The Diagnsis (ses)
I feel it is important to point out, before moving on to the "One Year Later" part, that one of the neurologists, he was actually the one who diagnosed me....told me that I would "not fall through the cracks...again", he was the one who referred to the University of Louisville Psychogenic Non-Epileptic Seizure Clinic, with the promise that I would make a full recovery. I held onto that. I am young, I have a husband who is disabled with a back that we are preparing for surgery on, and two kids. I wanted to believe I would recover fully.
The neurologist that promise me that, left the hospital. The neurologist, at the PNES clinic found it not to be important enough for me to be notified that my appointment was reset out 8 weeks. I reached out to his APRN, and was told there was nothing she could do with the symptoms that are slowly showing their faces. So now, at 42, I can't write. No, my brain stops telling my hand what to write after the first word. My balance is unsteady, and has caused me to fall. I did not expect a full-recovery within a year. But I surely didn't expect to "fall between the cracks" again.
So this time, after much research done by my husband, and my sister, we have discovered that there is what I actually have is called "Functional Neurological Disorder", which is an umbrella term for all the things I have going on. Do I have to check each box? No, but I check all but one. So, I went to my primary care doctor last week, and I asked for help.
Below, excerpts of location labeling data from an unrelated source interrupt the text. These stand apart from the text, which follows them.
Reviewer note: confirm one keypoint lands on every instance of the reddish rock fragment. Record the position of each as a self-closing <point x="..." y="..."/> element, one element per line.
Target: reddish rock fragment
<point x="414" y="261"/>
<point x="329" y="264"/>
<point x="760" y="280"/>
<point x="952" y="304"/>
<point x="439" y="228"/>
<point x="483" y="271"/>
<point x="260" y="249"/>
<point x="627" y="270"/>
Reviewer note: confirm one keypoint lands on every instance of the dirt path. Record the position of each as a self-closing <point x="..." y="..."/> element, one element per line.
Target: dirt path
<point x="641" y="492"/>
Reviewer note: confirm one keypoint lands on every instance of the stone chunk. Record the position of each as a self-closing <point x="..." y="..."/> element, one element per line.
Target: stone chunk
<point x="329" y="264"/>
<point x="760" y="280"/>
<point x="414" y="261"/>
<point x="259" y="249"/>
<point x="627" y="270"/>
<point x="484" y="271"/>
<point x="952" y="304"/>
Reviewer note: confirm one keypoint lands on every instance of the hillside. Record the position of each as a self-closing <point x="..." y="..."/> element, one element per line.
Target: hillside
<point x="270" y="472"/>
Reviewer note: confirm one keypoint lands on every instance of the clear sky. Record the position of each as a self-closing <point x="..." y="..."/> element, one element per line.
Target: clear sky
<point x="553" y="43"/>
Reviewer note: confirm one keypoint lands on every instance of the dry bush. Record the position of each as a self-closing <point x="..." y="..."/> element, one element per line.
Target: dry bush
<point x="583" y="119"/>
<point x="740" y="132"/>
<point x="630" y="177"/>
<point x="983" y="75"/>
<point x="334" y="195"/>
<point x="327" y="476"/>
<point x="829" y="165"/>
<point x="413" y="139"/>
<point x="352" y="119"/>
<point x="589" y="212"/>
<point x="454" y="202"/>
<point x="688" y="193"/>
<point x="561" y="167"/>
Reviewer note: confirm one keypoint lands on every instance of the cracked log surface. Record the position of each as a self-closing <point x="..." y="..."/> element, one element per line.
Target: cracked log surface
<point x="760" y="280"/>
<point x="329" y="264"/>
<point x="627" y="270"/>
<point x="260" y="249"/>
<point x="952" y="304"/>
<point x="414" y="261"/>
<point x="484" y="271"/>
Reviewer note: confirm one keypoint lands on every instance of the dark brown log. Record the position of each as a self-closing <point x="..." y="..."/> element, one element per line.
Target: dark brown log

So, while I can tell you that you can go look it up, I'll give you the gist. For me, it is unresolved trauma. So, back at the beginning the the year, right before I was hospitalized, I was in therapy. This therapist had been with me for close to 3 years. She suddenly had to leave. That, my friends, is the straw that broke the camel's back and I had an emotional breakdown. That was traumatizing. My body and my mind, had already had it's fill, and that is ONE of the causes of FND. It is actually said that it's unknown of what causes it. But I digress
I don't trust easily. I simply don't. It took me a year to feel like I was ready to invest time into another therapist to work through trauma. I have started therapy recently, and I am hesitant, but I believe she'll be able to help me. And for now, after overloading your brains, we'll talk tomorrow.